Tyranny of the Minority by Steven Levitsky & Daniel Ziblatt. The authors provide a follow up to their 2018 book, How Democracies Die. America is undergoing a massive experiment: It is moving, in fits and starts, toward a multiracial democracy, something few societies have ever done. But the prospect of change has sparked an authoritarian backlash that threatens the very foundations of our political system. Why is democracy under assault here, and not in other wealthy, diversifying nations? And what can we do to save it? They call for a reform to politics to figure out how to promote a democracy in a multiracial society.

The Trump Files: An Account of the Trump Administration’s Effect on American Democracy, Human Rights, Science, and Public Health by Jack Hassard. The Trump Files is a history of a president and administration who undermined the tenets of a liberal democracy with the Big Lie and attempted coup d’etat. From the author comes his vivid, real-time documentation of the nation’s turbulent Trump years returning citizens to those troubling days of not-so-very-long-ago to help deal with the future. This is not a tell-all and get-out-of-dodge Trump book. It is a smart, and informed book—rare during this dangerous and chaotic time in history.
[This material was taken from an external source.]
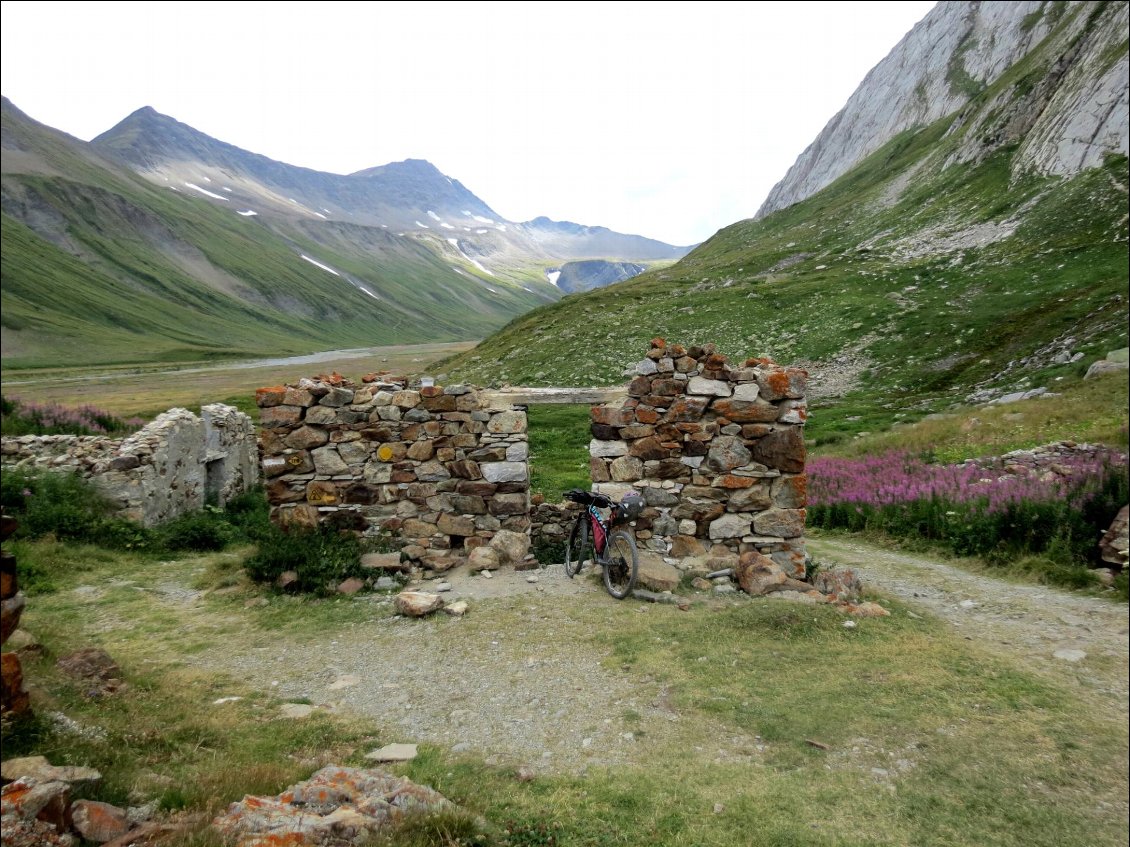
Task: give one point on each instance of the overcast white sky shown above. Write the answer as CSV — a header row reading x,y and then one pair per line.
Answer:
x,y
669,120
Germany 1923 by Volker Ullrich. Publishing a century after that fateful year, Germany 1923 is a riveting chronicle of one of the most challenging times any modern democracy has faced, one with haunting parallels to our own political moment.

Prequel by Rachel Maddow. Rachel Maddow traces the fight to preserve American democracy back to World War II, when a handful of committed public servants and brave private citizens thwarted far-right plotters trying to steer our nation toward an alliance with the Nazis. While the scheme has been remembered in history—if at all—as the work of fringe players, in reality it involved a large number of some of the country’s most influential elected officials. Their interference in law enforcement efforts against the plot is a dark story of the rule of law bending and then breaking under the weight of political intimidation.

That failure of the legal system had consequences. The tentacles of that unslain beast have reached forward into our history for decades. But the heroic efforts of the activists, journalists, prosecutors, and regular citizens who sought to expose the insurrectionists also make for a deeply resonant, deeply relevant tale in our own disquieting times.

Notes

  1. Bandy X. Lee, “When a coup attempt goes unpunished, it becomes a training exercise,” Twitter, May 9, 2021, retrieved April 1, 2022, https://mobile.twitter.com/BandyXLee1/status/1391376829844500482.
  2. Lee, The Dangerous Case of Donald Trump, 4.